I have known Azra for a few years, as we have served on previous panels together, and it was great seeing Lizette, whom I know from her work as one of the state's top Democratic operatives, as well as from her labor work in SEIU--with whom we have marched for years in support of immigration reform, DREAMers, the Fight for $15, and in support of the Earned Sick Leave Law, which was finally passed in Plainfield in 2016. 


Each woman brought her unique perspective to the panel, and we received great questions from the audience, which was composed of women of all ages, ethnicities, and from all walks of life. I met many young women who expressed interest in running for local office in their own communities--we all exchanged cards and talked about mentorship and what it means to commit oneself to public service. As the panel ended, I was able to hand out pink hats (made by a friend) to a number of women, who pledged to wear them to the next advocacy march, and to make donations to their local libraries. I look forward to continuing to work with the Center for American Women and Politics, and ensuring that we get more young women "ready to run!"




Monday, March 6, 2017

Community Service: LiVay Sweet Shop's "Homeless Period" Drive

This past weekend, Stacey Welch, owner of LiVay's Sweet Shop, performed another great community service by hosting "The Homeless Period" collection drive of sanitary napkins and other feminine products for donation to Covenant House in Newark. You all remember her last donation drive--collecting socks for our less fortunate brothers and sisters. I have written about the issue of the homeless period in the past--as you know, tampons and sanitary napkins are expensive and not usually listed as toiletry items, per se. Yet, they are among the most-needed items by women and girls in shelters. Thanks to Stacey and her team for being exemplary and outstanding community service partners, and thanks to all those who donated!
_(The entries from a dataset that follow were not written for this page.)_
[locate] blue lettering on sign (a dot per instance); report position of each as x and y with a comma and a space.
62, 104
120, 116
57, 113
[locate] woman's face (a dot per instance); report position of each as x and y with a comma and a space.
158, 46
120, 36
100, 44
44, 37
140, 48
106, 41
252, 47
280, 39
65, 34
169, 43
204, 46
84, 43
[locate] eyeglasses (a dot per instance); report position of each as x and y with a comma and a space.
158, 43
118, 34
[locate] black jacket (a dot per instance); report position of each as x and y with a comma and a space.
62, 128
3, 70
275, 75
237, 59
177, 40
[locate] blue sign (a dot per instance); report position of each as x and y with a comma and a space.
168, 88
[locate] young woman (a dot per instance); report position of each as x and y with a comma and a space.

Here is the link to the Facebook Page of LiVay's, where you can see the photos of the hundreds and hundreds of donations, along with those who made them: LiVay's on Facebook


I am re-posting below an article from Jezebel, written by Madeleine Davies, that I posted previously (on my other blog) about this topic. 


 

Of the all the extreme challenges faced by homeless people, the lack of access to menstruation products is one that, for many homeless women, is among the worst and most humiliating.

In many cases, homeless shelters will have both limited resources in regards to pads and tampons, as well as strict bathroom restrictions that make it increasingly hard, if not impossible, for women to keep clean while having their periods. Not only that, but, as The Huffington Post's Eleanor Goldberg puts it, "the fact that menstruation is a taboo topic to begin with means that people who are able help often aren't even aware that such a vast need exists."

It was that realization that motivated Joanie Balderstone and Rebecca McIntire to start Distributing Dignity, an organization devoted to "distributing pads, bras and tampons to women in need."

Feminine hygiene products are often overlooked during natural disaster drives (as a friend who volunteered during the Hurricane Sandy aftermath once told me, "All these poor women want is some goddamn tampons") and even in donations to women's shelters. 

From Philly.com (via HuffPo):

Jeey Moncayo is a caseworker for Camden County Women's Center, where more than a thousand women in 2013 found safety from abusive relationships. She said most women escape their abusers in a hurry, arriving with just the clothes they're wearing. For others, their abusers, in fits of rage, have burned or thrown bleach on their clothes.
Mothers spend any money they have on their kids first. "The women's needs come last," she said.
In June, the center received 150 bras from Distributing Dignity. The women especially liked the option of feminine pads marked narrow, slim, and tween. "It sounds silly," said Moncayo, "but the choice is empowering."